And then there was talk in the community of problems of “rural crime” – a notorious dog whistle term meaning Indigenous people. It was from that community that Stanley’s jury was selected.
Questions of racial bias were raised again during jury selection. In every jury trial, both the Crown prosecutor and the defence can automatically reject a set number of potential jurors through what are known as peremptory challenges.
Stanley’s lawyers used them to reject several Indigenous jurors.
But the deliberate and selective exclusion of jurors is not the only reason the Stanley jury – like so many Canadian juries – was all white.
Racial bias is baked into the jury selection process. Out-of-date, and inaccurate census information means that many potential Indigenous jurors’ names are completely left of the jury rolls.
And then there are the practical barriers to jury duty.

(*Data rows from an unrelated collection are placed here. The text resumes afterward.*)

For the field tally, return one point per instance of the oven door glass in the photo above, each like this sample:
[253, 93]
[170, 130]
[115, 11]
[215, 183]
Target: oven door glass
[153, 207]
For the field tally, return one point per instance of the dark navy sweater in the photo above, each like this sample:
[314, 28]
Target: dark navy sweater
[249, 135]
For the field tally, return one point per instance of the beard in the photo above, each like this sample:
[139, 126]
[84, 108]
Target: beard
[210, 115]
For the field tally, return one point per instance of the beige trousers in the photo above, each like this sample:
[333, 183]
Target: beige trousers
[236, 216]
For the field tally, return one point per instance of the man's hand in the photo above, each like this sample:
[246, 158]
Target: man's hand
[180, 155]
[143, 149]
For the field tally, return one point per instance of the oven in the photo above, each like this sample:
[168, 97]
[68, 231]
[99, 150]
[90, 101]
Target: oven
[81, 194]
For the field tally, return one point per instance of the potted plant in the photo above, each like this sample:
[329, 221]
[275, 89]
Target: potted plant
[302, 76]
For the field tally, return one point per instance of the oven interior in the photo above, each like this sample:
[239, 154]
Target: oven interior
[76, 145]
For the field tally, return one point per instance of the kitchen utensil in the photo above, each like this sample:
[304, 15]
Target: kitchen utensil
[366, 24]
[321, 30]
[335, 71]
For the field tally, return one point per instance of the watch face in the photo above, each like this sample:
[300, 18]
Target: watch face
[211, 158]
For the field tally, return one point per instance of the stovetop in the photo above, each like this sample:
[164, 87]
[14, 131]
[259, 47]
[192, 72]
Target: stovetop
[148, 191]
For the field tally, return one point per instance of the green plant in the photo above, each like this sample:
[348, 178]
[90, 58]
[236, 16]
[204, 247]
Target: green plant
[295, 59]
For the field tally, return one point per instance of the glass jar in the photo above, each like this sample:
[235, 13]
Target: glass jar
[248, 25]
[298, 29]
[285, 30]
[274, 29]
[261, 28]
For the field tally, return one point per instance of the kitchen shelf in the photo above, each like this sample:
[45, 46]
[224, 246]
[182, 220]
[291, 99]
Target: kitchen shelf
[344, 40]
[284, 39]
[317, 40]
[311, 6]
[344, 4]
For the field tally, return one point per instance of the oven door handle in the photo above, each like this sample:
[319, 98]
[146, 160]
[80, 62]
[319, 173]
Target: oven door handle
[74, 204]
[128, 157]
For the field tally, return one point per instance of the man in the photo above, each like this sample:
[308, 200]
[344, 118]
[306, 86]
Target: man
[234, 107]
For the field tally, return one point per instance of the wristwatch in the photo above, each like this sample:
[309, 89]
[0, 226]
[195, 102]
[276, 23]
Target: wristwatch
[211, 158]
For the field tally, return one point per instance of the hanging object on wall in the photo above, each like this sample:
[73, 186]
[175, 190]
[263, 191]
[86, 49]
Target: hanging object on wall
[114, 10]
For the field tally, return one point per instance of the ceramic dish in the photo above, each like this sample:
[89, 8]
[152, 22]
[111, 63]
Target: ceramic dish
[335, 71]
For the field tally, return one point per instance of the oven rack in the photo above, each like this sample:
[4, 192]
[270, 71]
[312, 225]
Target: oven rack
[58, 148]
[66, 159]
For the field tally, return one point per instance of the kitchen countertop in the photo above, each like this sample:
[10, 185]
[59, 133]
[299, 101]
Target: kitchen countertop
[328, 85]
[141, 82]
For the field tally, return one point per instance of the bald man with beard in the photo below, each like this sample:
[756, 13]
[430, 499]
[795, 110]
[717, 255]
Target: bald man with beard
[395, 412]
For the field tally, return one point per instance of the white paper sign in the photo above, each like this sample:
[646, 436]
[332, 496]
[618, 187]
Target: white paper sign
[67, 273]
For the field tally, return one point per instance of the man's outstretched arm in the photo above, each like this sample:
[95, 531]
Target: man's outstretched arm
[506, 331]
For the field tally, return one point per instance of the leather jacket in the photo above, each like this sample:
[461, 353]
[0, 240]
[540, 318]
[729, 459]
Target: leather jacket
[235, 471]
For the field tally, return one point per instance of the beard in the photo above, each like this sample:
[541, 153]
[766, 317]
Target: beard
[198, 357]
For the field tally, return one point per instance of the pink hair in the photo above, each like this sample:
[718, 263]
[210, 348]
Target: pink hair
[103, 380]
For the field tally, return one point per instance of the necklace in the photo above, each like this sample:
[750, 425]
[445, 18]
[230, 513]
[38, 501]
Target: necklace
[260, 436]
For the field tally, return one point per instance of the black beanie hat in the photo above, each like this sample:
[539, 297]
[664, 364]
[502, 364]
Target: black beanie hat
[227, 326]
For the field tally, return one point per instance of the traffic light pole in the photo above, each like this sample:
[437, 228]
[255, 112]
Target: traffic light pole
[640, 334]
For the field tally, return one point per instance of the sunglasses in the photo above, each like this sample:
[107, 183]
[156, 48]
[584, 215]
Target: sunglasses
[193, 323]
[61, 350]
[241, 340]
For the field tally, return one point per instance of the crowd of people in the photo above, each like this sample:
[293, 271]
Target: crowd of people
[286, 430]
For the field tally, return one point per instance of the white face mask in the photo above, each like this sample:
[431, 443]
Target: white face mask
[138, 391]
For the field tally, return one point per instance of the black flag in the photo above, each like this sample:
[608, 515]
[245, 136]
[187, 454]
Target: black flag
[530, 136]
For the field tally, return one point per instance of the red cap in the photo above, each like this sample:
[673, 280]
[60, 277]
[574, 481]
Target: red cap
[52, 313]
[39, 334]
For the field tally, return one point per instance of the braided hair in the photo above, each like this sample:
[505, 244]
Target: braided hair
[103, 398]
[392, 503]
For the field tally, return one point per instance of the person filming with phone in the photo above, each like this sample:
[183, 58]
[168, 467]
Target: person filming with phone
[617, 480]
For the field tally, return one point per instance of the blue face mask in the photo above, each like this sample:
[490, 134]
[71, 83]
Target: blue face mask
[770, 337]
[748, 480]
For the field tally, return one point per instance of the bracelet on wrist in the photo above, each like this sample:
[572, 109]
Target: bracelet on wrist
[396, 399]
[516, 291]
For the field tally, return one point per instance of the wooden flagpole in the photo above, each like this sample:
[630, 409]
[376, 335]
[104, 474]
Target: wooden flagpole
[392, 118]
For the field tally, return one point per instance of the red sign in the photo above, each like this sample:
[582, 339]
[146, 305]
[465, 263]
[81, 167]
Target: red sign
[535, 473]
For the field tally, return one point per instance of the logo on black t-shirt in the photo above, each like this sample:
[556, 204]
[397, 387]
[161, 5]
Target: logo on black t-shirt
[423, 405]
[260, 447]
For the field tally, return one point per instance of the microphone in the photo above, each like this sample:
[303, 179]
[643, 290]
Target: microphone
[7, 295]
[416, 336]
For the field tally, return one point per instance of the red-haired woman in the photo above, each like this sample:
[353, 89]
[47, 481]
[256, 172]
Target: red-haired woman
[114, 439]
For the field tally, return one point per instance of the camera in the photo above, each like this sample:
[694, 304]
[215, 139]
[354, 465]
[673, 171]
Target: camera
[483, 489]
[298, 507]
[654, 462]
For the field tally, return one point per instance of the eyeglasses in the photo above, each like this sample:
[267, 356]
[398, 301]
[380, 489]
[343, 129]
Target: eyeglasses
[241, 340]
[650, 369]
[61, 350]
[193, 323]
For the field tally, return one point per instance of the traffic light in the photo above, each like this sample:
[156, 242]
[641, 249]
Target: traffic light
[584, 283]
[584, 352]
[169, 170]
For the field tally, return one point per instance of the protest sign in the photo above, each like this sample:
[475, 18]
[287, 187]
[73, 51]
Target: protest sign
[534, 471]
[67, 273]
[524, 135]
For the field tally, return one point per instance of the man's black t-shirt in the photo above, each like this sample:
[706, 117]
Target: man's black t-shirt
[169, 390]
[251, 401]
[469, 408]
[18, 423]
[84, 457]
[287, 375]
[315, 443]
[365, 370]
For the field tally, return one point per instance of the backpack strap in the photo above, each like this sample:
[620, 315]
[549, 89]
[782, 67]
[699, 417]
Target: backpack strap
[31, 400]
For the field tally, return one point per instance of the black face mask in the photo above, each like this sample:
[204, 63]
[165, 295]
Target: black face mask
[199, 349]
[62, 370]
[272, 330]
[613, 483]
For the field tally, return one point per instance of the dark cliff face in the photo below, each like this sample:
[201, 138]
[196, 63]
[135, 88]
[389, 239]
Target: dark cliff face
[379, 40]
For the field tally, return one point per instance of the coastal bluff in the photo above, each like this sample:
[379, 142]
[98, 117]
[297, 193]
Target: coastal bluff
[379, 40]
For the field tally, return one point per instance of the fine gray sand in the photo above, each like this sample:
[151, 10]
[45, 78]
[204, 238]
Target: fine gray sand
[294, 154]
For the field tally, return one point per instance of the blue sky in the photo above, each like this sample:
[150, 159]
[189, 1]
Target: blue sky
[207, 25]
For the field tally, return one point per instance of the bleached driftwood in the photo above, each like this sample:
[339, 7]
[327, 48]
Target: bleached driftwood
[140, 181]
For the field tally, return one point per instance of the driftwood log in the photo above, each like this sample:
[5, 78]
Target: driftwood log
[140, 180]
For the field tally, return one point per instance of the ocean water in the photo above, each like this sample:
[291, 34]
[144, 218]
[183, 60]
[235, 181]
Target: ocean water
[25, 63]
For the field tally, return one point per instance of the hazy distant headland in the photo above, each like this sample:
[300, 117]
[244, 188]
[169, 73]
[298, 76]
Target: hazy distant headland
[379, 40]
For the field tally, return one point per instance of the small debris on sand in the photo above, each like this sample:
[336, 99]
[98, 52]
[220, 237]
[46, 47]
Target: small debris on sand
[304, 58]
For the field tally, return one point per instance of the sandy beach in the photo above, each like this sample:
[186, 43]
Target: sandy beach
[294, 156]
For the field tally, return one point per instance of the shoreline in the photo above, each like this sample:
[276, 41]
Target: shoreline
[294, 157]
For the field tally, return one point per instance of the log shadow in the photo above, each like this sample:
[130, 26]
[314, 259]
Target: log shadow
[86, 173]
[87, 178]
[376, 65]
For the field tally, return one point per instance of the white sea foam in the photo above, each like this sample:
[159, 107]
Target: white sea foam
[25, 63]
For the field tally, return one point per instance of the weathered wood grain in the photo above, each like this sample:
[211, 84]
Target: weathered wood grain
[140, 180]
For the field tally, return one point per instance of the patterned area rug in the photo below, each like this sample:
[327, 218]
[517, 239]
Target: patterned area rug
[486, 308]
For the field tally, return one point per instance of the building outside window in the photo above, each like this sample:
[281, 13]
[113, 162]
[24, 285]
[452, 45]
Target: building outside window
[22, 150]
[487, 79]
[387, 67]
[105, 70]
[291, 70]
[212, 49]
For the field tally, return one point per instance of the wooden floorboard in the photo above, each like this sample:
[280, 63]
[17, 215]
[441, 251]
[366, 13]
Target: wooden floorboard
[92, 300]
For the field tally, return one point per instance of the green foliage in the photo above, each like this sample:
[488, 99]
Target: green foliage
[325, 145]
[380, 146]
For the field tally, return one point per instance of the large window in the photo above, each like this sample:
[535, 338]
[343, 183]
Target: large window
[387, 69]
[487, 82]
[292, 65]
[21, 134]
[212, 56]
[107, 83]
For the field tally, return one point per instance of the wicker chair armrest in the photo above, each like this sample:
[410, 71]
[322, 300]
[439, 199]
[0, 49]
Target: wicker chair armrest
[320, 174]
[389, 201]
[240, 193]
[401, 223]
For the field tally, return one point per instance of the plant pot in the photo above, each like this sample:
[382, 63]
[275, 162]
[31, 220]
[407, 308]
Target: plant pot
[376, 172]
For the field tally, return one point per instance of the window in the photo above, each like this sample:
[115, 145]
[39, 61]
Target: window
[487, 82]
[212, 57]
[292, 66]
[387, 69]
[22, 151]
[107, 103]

Some provinces disqualify people from jury duty for even the most minor of criminal records. When Indigenous people are stopped, charged and arrested by the police more often than non-Indigenous people, it means that they are more likely to be disqualified for a dated and minor criminal offence.
And let’s not forget the fact that most of the time jurors don’t get paid at all. That makes it hard for a single parent or those with precarious work to afford to do their “civil duty.”
But this is no surprise, at least to anyone who had bothered to read former Supreme Court justice Frank Iacobucci’s 2013 report into First Nations representation on Ontario juries.
There is no question the justice system treats Indigenous people differently than white people. There is a disproportionately high number of Indigenous Canadians in our jails; they serve longer sentences; are held in higher security; and are less likely to be granted parole than white inmates.
This is not because Indigenous Canadians commit more crime than other Canadians, it’s because of deep-rooted problems in the justice system.
Prime Minister Justin Trudeau responded to the Stanley verdict by saying that he could not “imagine the grief and sorrow the Boushie family was feeling.” Minister of Justice Jody-Wilson Raybould responded that “as a country we must do better.”
I agree. But unlike you or I, Trudeau and Wilson-Raybould actually have the power to take meaningful action to fix this mess. That’s what they promised to do during the 2015 election campaign.
Transformative criminal justice legislation was promised last winter, then again last spring, and then again last fall. We are still waiting.
Trudeau and Wilson-Raybould can start to fix this mess – they just need to tweet less and legislate more.